Each evaluator's results are then scored. This was done by simply inverting the numbers of the rankings and rewarding points for each ranking. For example:

1. Evaluator's #1 Pick

2. Evaluator's #2 Pick

3. Evaluator's #3 Pick

4. Evaluator's #4 Pick

5. Evaluator's #5 Pick

6. Evaluator's #6 Pick

7. Evaluator's #7 Pick

8. Evaluator's #8 Pick

The bows would then be given the following scores for one evaluator for the draw category:

1. #1 Pick - 8 points

2. #2 Pick - 7 points

3. #3 Pick - 6 points

4. #4 Pick - 5 points

5. #5 Pick - 4 points

6. #6 Pick - 3 points

7. #7 Pick - 2 points

8. #8 Pick - 1 point

The points are totaled for all evaluators in each category. The bow with the highest number of total points in that category is rated #1 and so on down the line to #8. In this way we are able to get a true ranking for each category based on the results from all evaluators.

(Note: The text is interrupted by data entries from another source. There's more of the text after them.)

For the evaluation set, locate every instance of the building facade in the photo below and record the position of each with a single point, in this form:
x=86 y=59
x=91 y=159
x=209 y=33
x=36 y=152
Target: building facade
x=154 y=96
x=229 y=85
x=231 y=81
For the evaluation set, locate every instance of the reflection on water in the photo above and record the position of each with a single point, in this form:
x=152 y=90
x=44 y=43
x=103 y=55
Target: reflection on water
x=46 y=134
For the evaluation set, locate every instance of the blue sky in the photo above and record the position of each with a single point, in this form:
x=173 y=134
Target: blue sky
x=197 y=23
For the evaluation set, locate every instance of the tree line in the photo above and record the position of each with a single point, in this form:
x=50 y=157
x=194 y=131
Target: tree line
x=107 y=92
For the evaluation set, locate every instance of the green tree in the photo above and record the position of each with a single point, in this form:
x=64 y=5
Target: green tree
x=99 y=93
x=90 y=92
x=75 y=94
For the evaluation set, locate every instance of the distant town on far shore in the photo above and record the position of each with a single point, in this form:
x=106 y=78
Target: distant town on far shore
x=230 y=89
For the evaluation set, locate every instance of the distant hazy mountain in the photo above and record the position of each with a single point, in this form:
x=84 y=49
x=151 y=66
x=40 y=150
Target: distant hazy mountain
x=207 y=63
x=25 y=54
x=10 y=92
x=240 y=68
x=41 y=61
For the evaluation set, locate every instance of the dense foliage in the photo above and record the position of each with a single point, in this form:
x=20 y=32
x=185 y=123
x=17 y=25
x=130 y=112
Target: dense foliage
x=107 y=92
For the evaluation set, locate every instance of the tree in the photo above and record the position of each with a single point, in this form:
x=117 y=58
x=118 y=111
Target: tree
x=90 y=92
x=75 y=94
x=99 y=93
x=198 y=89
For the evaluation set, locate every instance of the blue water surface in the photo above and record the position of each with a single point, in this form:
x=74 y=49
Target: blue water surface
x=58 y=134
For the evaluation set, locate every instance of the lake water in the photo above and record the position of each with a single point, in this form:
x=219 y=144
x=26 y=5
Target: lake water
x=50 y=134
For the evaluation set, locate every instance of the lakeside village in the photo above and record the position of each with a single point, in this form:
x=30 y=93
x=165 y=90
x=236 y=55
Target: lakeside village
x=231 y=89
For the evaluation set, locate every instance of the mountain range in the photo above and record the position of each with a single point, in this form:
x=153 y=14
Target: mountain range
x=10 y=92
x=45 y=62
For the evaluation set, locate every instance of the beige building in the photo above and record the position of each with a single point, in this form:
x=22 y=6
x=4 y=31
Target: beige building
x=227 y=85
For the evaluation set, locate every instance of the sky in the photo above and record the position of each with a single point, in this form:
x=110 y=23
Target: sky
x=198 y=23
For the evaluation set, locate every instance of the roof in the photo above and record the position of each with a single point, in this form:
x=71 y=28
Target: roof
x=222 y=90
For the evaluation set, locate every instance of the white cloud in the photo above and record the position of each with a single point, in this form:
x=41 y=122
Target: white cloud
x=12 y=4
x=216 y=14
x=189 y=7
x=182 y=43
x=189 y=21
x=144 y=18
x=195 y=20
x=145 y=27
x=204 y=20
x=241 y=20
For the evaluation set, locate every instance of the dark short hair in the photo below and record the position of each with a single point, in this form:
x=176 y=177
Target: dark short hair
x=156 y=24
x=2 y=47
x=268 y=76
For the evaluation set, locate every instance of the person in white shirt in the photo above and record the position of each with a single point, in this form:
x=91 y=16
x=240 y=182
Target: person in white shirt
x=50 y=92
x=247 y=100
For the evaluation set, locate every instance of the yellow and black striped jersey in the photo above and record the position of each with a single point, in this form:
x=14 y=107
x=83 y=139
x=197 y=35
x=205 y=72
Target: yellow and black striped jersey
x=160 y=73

Speed is tested in the following manner (28/65 with 350 and 425 grain arrows):

Just to make sure the bow is at least in the right ballpark the draw weight and draw length are roughly verified with Easton's Hand Held Bow Weight Scale and a simple draw length arrow correlated to a mark on the shelf equaling the deepest part of the grip. This saves me a lot of time if the bow is not close to the right draw length or draw weight.

In the event that a bow that does not meet the draw length spec, either short or long, I will contact the manufacturer and get a module that brings them into spec or just get another bow altogether. Strings and cables are not tweaked to bring a bow into spec unless the manufacturer asks me to do so. The same goes for a bow that has "out of tune" cams- a term that is commonly used in referencing the timing, synchronization, etc of the bow's eccentric system.

I also want the readers to understand where I stand as a writer in hopes that it will eliminate or at least minimize the absurd speculations that seem to pop up every year when the H2H is posted. According to some I am somehow biased to one company or another and some folks have gone as far as suggesting that I am being bought-off by a certain manufacturer (usually the one that won that year). Let me introduce you to reality - the archery world does not spin that way - at least not for me. I do not have any manufacturers courting me in any way and none have offered to pay me to make them look better. It simply does not happen.